Peripheral Volume of Distribution (L)
"""
tvvp ∈ RealDomain(lower = 0)
#Ω ∈ PDiagDomain(4)
Ω_cl ∈ RealDomain(lower = 0.0001)
Ω_vc ∈ RealDomain(lower = 0.0001)
Ω_q ∈ RealDomain(lower = 0.0001)
Ω_vp ∈ RealDomain(lower = 0.0001)
"""
Proportional RUV
"""
σ²_prop ∈ RealDomain(lower = 0)
end

@random begin
η_cl ~ Normal(0, sqrt(Ω_cl))
η_vc ~ Normal(0, sqrt(Ω_vc))
η_q ~ Normal(0, sqrt(Ω_q))
η_vp ~ Normal(0, sqrt(Ω_vp))
end

@pre begin
Cl = tvcl * exp(η_cl)
Vc = tvvc * exp(η_vc)
Vp = tvvp * exp(η_q)
Q = tvq * exp(η_vp)
end

@dynamics begin
Central' = -(Cl / Vc) * Central - (Q / Vc) * Central + (Q / Vp) * Peripheral
Peripheral' = (Q / Vc) * Central - (Q / Vp) * Peripheral
end

@derived begin
"""
PK08 Concentration (μg/L)
"""
cp = @. Central / Vc
"""
PK08 Concentration (μg/L)
"""
dv ~ @. Normal(cp, sqrt(cp^2 * σ²_prop))
end
end``````
``````PumasModel
Parameters: tvcl, tvvc, tvq, tvvp, Ω_cl, Ω_vc, Ω_q, Ω_vp, σ²_prop
Random effects: η_cl, η_vc, η_q, η_vp
Covariates:
Dynamical system variables: Central, Peripheral
Dynamical system type: Matrix exponential
Derived: cp, dv
Observed: cp, dv``````

## 6 Initial Estimates of Model Parameters

The model parameters for simulation are the following. Note that `tv` represents the typical value for parameters.

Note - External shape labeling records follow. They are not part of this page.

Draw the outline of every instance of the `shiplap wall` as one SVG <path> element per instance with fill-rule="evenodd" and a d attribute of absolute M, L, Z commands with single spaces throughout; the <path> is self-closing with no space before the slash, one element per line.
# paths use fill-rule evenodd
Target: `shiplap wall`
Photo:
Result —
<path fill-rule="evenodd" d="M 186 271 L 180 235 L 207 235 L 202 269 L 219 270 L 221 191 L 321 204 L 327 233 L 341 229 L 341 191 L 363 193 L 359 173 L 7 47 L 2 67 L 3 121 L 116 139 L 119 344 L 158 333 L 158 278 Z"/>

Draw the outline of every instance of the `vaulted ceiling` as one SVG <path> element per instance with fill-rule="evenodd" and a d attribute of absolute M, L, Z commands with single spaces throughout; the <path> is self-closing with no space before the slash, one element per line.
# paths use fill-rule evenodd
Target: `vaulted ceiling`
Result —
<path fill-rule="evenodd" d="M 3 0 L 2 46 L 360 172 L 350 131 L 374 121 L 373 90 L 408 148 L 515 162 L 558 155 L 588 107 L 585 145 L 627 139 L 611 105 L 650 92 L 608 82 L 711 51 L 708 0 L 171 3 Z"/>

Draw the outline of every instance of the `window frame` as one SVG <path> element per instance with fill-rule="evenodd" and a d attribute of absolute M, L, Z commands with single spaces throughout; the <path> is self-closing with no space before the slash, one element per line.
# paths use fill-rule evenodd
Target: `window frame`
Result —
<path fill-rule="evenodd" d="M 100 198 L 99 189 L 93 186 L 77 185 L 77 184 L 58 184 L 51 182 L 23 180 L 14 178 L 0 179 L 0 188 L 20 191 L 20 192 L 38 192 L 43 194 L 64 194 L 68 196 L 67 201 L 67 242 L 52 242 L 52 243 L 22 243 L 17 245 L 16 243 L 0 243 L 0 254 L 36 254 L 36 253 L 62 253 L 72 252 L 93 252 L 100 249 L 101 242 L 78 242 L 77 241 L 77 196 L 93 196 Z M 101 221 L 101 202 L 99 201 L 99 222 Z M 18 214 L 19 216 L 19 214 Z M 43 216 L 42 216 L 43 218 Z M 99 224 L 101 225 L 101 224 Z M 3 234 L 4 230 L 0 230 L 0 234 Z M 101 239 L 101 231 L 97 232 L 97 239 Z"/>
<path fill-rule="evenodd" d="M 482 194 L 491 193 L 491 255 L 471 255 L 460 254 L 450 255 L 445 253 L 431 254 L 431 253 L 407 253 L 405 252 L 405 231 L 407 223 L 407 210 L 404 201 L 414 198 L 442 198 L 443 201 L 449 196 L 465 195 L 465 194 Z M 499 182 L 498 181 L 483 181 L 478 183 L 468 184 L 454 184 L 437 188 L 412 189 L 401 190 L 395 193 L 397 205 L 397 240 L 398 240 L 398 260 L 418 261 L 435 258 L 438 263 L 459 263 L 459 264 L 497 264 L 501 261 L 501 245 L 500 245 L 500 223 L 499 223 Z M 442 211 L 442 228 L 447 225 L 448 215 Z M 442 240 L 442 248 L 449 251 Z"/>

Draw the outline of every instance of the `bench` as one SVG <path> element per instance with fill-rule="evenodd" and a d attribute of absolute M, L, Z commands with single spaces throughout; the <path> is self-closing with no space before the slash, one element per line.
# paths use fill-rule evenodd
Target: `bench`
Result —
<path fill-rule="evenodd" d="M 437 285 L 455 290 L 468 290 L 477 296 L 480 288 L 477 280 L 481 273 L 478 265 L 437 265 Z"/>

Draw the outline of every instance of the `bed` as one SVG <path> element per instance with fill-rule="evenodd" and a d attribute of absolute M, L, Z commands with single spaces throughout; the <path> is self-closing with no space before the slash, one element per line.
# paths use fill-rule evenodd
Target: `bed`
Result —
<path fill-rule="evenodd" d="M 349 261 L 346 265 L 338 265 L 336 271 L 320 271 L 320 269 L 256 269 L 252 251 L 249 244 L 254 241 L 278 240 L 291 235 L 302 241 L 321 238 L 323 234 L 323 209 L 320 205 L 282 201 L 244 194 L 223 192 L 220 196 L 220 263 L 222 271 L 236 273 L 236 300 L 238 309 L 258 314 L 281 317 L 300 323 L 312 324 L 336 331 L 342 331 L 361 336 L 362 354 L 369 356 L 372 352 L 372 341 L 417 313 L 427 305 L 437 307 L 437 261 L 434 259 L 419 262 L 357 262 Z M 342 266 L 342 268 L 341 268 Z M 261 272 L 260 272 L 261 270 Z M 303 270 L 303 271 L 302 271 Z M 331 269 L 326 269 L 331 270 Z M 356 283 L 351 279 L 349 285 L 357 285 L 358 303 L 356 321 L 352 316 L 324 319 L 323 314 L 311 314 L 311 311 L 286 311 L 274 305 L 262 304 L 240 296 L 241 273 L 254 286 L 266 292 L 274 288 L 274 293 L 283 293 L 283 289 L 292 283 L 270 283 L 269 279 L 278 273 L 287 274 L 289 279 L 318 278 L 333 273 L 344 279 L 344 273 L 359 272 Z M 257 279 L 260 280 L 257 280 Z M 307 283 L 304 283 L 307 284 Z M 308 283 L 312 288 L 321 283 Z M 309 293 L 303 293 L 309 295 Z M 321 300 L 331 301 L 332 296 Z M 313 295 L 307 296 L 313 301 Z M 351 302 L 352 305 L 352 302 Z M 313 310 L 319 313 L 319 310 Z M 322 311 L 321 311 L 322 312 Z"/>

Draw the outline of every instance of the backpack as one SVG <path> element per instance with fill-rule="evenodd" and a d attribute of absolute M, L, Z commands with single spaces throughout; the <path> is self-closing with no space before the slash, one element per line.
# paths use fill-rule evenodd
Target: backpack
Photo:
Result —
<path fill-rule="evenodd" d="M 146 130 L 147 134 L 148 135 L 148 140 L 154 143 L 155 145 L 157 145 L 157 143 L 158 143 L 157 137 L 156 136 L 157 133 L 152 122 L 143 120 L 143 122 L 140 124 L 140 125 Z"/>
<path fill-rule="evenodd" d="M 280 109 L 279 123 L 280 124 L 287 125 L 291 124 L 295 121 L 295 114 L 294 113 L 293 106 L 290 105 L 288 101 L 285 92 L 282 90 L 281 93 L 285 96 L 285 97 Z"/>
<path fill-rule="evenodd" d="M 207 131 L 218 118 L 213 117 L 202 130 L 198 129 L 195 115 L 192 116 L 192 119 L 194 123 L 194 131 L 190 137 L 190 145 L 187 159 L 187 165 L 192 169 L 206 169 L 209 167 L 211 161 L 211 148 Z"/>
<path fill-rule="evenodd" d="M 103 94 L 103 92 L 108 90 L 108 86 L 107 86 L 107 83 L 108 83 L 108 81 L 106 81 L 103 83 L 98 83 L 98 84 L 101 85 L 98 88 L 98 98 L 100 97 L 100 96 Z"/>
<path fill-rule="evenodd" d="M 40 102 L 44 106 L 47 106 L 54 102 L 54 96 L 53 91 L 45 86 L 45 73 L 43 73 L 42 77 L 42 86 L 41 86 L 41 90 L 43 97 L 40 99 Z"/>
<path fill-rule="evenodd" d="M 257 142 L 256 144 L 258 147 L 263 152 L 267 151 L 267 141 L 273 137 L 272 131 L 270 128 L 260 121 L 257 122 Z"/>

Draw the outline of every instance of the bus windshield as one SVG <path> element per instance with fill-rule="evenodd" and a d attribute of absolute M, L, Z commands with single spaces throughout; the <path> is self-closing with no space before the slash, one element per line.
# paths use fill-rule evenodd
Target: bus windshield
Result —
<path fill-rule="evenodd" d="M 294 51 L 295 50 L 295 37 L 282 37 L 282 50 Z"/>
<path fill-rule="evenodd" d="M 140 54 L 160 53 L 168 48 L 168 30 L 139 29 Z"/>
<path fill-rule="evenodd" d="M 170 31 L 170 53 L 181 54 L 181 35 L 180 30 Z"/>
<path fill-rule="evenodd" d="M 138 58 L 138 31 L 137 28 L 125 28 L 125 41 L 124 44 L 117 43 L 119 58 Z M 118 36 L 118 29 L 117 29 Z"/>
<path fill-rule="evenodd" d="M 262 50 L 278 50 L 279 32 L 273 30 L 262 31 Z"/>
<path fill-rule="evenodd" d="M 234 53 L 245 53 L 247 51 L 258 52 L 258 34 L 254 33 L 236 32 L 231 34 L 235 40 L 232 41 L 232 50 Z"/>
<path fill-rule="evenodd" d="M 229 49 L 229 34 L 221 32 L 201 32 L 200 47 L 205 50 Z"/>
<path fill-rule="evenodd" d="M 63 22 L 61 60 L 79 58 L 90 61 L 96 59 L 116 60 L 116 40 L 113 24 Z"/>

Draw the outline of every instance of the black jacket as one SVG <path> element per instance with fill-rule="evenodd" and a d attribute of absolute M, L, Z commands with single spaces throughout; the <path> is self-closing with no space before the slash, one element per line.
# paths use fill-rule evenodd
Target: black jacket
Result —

• `CL` - Clearance (L/hr),
• `Vc` - Volume of Central Compartment (L),
• `Vp` - Volume of Peripheral Compartment (L),
• `Q` - Inter-departmental clearance (L/hr),
• `Ω` - Between Subject Variability,
• `σ` - Residual error
``````param = (
tvcl = 6.6,
tvvc = 53.09,
tvvp = 57.22,
tvq = 51.5,
Ω_cl = 0.01,
Ω_vc = 0.01,
Ω_q = 0.01,
Ω_vp = 0.01,
σ²_prop = 0.047,
)``````

## 7 Dosage Regimen

Dosage Regimen - 100 μg or 0.1 mg of IV bolus.

``ev1 = DosageRegimen(100, time = 0, cmt = 1, evid = 1, addl = 0, ii = 0)``
1×10 DataFrame
Row time cmt amt evid ii addl rate duration ss route
Float64 Int64 Float64 Int8 Float64 Int64 Float64 Float64 Int8 NCA.Route
1 0.0 1 100.0 1 0.0 0 0.0 0.0 0 NullRoute

## 8 Single-individual that receives the defined dose

``sub1 = Subject(id = 1, events = ev1)``
``````Subject
ID: 1
Events: 1``````

## 9 Perform Single-Subject Simulation

Simulate the plasma concentration-time profile with the given observation time-points for a single subject.

Initialize the random number generator with a seed for reproducibility of the simulation.

``Random.seed!(123)``

Define the timepoints at which concentration values will be simulated.

``````sim_s1 = simobs(
pk_08_05,
sub1,
param,
obstimes = [
0.08,
0.25,
0.5,
0.75,
1,
1.33,
1.67,
2,
2.5,
3.07,
3.5,
4.03,
5,
7,
11,
23,
29,
35,
47.25,
],
)``````
``````SimulatedObservations
Simulated variables: cp, dv
Time: [0.08, 0.25, 0.5, 0.75, 1.0, 1.33, 1.67, 2.0, 2.5, 3.07, 3.5, 4.03, 5.0, 7.0, 11.0, 23.0, 29.0, 35.0, 47.25]``````

## 10 Visualize Results

``````@chain DataFrame(sim_s1) begin
dropmissing(:cp)
data(_) *
mapping(:time => "Time (hours)", :cp => "Concentration (μg/L)";) *
visual(Lines; linewidth = 4)
draw(;
figure = (; fontsize = 22),
axis = (;
yscale = log10,
xticks = 0:4:48,
yticks = map(i -> round(10^i, sigdigits = 1), -1:0.5:1),
),
)
end``````

## 11 Perform a Population Simulation

We perform a population simulation with 48 participants, and simulate concentration values for 72 hours following 6 doses administered every 8 hours.

This code demonstrates how to write the simulated concentrations to a comma separated file (`.csv`).

``````par = (
tvcl = 6.6,
tvvc = 53.09,
tvvp = 57.22,
tvq = 51.5,
Ω_cl = 0.04,
Ω_vc = 0.09,
Ω_q = 0.169,
Ω_vp = 0.0225,
σ²_prop = 0.0497,
)

ev1 = DosageRegimen(100, time = 0, cmt = 1, evid = 1, addl = 5, ii = 8)
pop = map(i -> Subject(id = i, events = ev1), 1:48)

Random.seed!(1234)
pop_sim = simobs(pk_08_05, pop, par, obstimes = 0:1:72)

pkdata_08_sim = DataFrame(pop_sim)

#CSV.write("pk_08_05_sim.csv", pkdata_08_sim)``````

## 12 Conclusion

This tutorial showed how to build a two compartment model and perform a single subject and population simulation.